La desvergüenza del Fondo Monetario Internacional

Fernando Luengo Escalonilla, Público

Como si formáramos parte de un engranaje que gira una y mil veces alrededor del mismo eje; como si el tiempo, perezoso, se resistiera a avanzar; como si estuviéramos condenados eternamente a contemplar la misma desgastada imagen. Esta es la abrumadora sensación que tengo cuando escucho o leo los diagnósticos y las recomendaciones de los economistas y los responsables del Fondo Monetario Internacional (FMI). Inquieta pensar el enorme poder que concentra esta institución para hipotecar las políticas de los gobiernos y vencer las resistencias de los pueblos.

Digo diagnósticos y debería decir recetas de supuesta validez universal, cualquiera que sea el país y el continente donde se apliquen; y digo recomendaciones cuando resulta más apropiado decir imposiciones, pues, como es sabido, la hoja de ruta establecida por esta institución es la referencia o la excusa utilizada por los gobiernos para justificar la implementación de políticas socialmente regresivas y es la llave que abre (o cierra) el grifo de la financiación internacional.

El documento elaborado por la delegación de economistas del FMI -del que ya conocemos un breve pero sustancioso avance—se centra, sobre todo, en las pensiones y el mercado de trabajo; temas, por lo demás, (obsesivamente) recurrentes en sus informes. Sugieren “prudencia y moderación” y advierten (amenazan) sobre los peligros de desviarse de la hoja de ruta que tanto el FMI como las instituciones comunitarias, al alimón, han bendecido.

Si las pensiones crecen al ritmo del índice de precios al consumo -es decir, si el gobierno se comprometiera con el muy moderado objetivo de preservar su capacidad adquisitiva- nos advierten que tendría un coste financiero insostenible e insoportable, que recaería sobre unas arcas muy debilitadas. Se omite (deliberadamente) que sí hay recursos y que estos se encuentran en la enorme cantidad de dinero y riqueza que concentran las elites (de las que los dirigentes del FMI forman parte).
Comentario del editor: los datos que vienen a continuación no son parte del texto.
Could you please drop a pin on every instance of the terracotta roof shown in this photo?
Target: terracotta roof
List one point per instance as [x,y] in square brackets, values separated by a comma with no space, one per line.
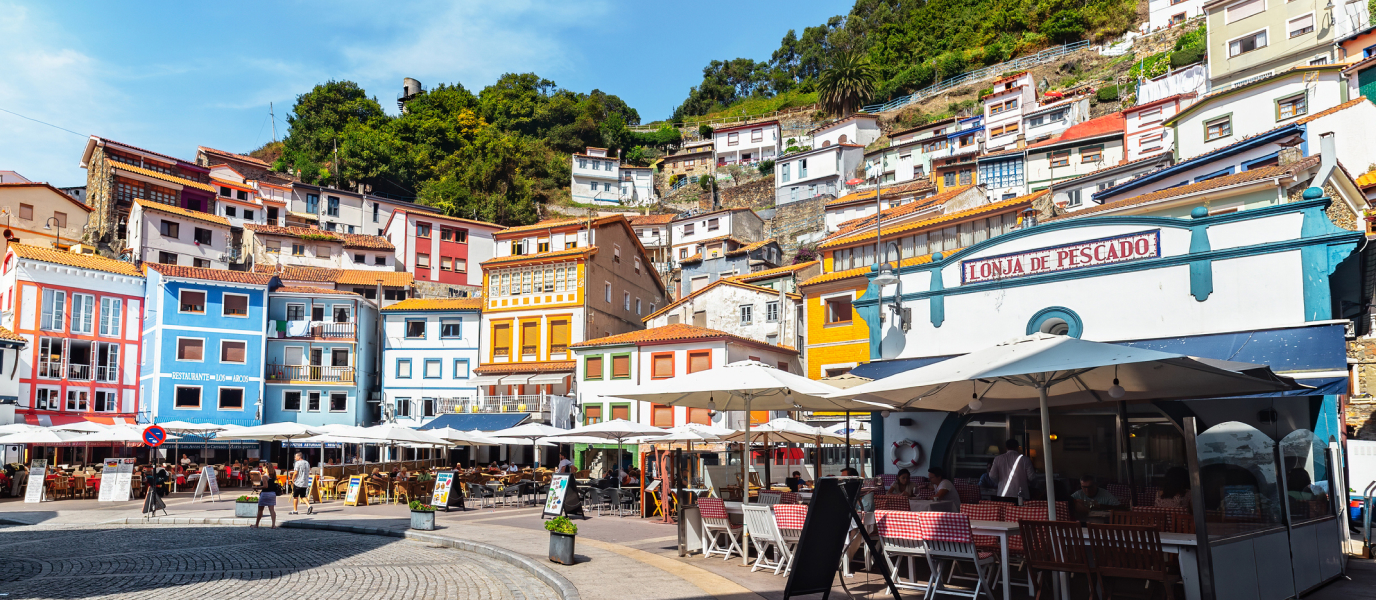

Si los salarios no prosiguen su senda de moderación (un término más adecuado es el de represión), entonces se resentiría el potencial de creación de empleo de nuestra economía, que el FMI ensalza (aunque la mayor parte del mismo sea basura). También en este caso se omite (más por ideología que por ignorancia) que precisamente los bajos salarios están en la causa de la destrucción de puestos de trabajo y de la consolidación de una cultura empresarial depredadora y conservadora.

Si las reformas de los mercados de trabajo han dado tan buenos resultados en términos de contención salarial (empobrecimiento de los asalariados) y de empleo (indecente), habría que perseverar en el mismo camino, con más decisión si cabe, flexibilizando (desregulando) todavía más las relaciones laborales, resistiendo los intentos de redefinición de las mismas en el sentido de empoderar a los trabajadores. Pero es este empoderamiento, el pleno ejercicio de la negociación colectiva y de los derechos ciudadanos dentro de las empresas donde está la clave de la modernización del tejido productivo y del aumento de la productividad.

El tramposo discurso oficial proclamaba (fuegos de artificio, como siempre) que, pasados los años más duros de la crisis, superada la recesión, una vez que la economía recuperara el crecimiento, habría margen para redistribuir y mejorar la situación del conjunto de la ciudadanía, especialmente de los más vulnerables. El blablabla de siempre, adornado en esta ocasión de la sofisticación técnica de los muy distinguidos economistas fondomonetaristas. En realidad, las cartas están repartidas y las reglas del juego perfectamente establecidas para que el saqueo continúe, ¡qué siga la fiesta! Este es el mensaje del FMI.

Una última consideración (un brindis al sol, lo reconozco). Tendría un gran valor pedagógico conocer las retribuciones, en dinero y en especie, así como los fondos de pensión contratados (seguramente privados o respaldados por el FMI) de los economistas que integran y encabezan las delegaciones de esta institución. Ellos y la directora de la misma, Christine Lagarde, forman parte de una casta de privilegiados extraordinariamente bien pagados que habitan, respiran y contemplan con desdén y arrogancia al resto de los mortales desde su confortable urna de cristal.